昔から続けていたことを今日もしようと思う。 
館を出て、いつも歩いている道を通りいつもの場所へ。 
……、後方から気配が…三、いや四。敵意はなし、ならいいだろうと判断。そのまま数分歩き目的地に。森の中、多少開けた場所 
……後方に気配、ついてきている?問題はないと再認識、そんなことより目的を果たそう。 

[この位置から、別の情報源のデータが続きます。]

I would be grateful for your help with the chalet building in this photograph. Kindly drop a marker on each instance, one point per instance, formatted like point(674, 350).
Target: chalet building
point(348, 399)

地面を物色、そして最適と思われるものを発見。それを採りいつもと同じ地点へ移動。木に寄り掛かる、これが一番楽な姿勢である。さて今日も――― 
………………………♪ 
流れだす音。それを聞いていると不思議な気分になってくる。 
草笛。これはそう呼ばれるらしい。 
不意に先刻の気配達が動きだした、こちらに向かってくるようだ。 
ネリー、シアーにハリオンそれとユート様。 
用件を聞くために演奏を中断する 
……夜中に部屋を出るのは不審なことなのですね。 
趣味、楽しみとして思う事柄。これは趣味といっていいのだろうか? 
……楽しいからしてるんじゃないの、と聞かれても。楽しい、がわからない。 
なんでこれを続けるのだろう。不思議な気分になるから?なんとなく?的確な言葉は思いつかないので、意味はないと応える。 
できれば皆の前でも吹いてくれないか、とのこと。 
意図はわからないが、別段不都合はないので、了承。 
それと、とユート様は続ける。佳織が帰ってきたら一緒に演奏してくれないかな。 
どんな人か、曲は、合わせられるか。いろいろ不安はあるが不都合はないのでこれも了承する。 

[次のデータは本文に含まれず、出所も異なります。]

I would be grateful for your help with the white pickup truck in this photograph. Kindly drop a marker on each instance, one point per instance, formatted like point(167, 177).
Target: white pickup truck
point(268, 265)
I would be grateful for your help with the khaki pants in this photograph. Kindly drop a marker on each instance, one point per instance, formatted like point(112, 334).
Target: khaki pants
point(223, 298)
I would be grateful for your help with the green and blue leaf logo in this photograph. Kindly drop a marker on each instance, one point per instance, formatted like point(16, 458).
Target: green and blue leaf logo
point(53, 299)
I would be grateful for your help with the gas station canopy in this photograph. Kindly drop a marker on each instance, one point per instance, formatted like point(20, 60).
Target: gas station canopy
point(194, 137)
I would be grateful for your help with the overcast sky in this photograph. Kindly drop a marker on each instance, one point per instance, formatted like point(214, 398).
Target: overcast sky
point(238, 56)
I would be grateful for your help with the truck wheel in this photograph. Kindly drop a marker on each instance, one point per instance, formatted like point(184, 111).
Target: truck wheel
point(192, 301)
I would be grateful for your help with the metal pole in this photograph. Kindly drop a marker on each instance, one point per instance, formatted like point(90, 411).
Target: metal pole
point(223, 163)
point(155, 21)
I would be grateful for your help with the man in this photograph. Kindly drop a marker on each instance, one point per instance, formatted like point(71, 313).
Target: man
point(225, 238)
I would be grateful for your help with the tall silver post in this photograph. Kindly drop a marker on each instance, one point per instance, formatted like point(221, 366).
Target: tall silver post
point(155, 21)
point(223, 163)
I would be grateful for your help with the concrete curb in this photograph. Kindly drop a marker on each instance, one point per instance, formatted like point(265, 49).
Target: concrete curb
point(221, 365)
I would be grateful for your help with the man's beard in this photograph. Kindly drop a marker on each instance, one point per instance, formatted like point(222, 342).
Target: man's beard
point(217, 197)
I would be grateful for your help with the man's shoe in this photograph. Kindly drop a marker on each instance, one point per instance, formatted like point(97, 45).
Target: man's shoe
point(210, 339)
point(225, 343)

その返事を聞いた後、ユート様は満足したらしい。先に戻ると言いこちらはどうかと聞いてきた。 
まだ戻る気にはならずもう少しここにいることに決めた。その旨を伝えて、後ろ姿を見送る。 
一人になり、いつもと違う今日について考える。 
途中までは同じ、草を採り吹きはじめる。そこへユート様達がきて止めてしまった。 
しかし、いつもより安らかな気持ちになっているのを感じる。理由はやっぱりわからない。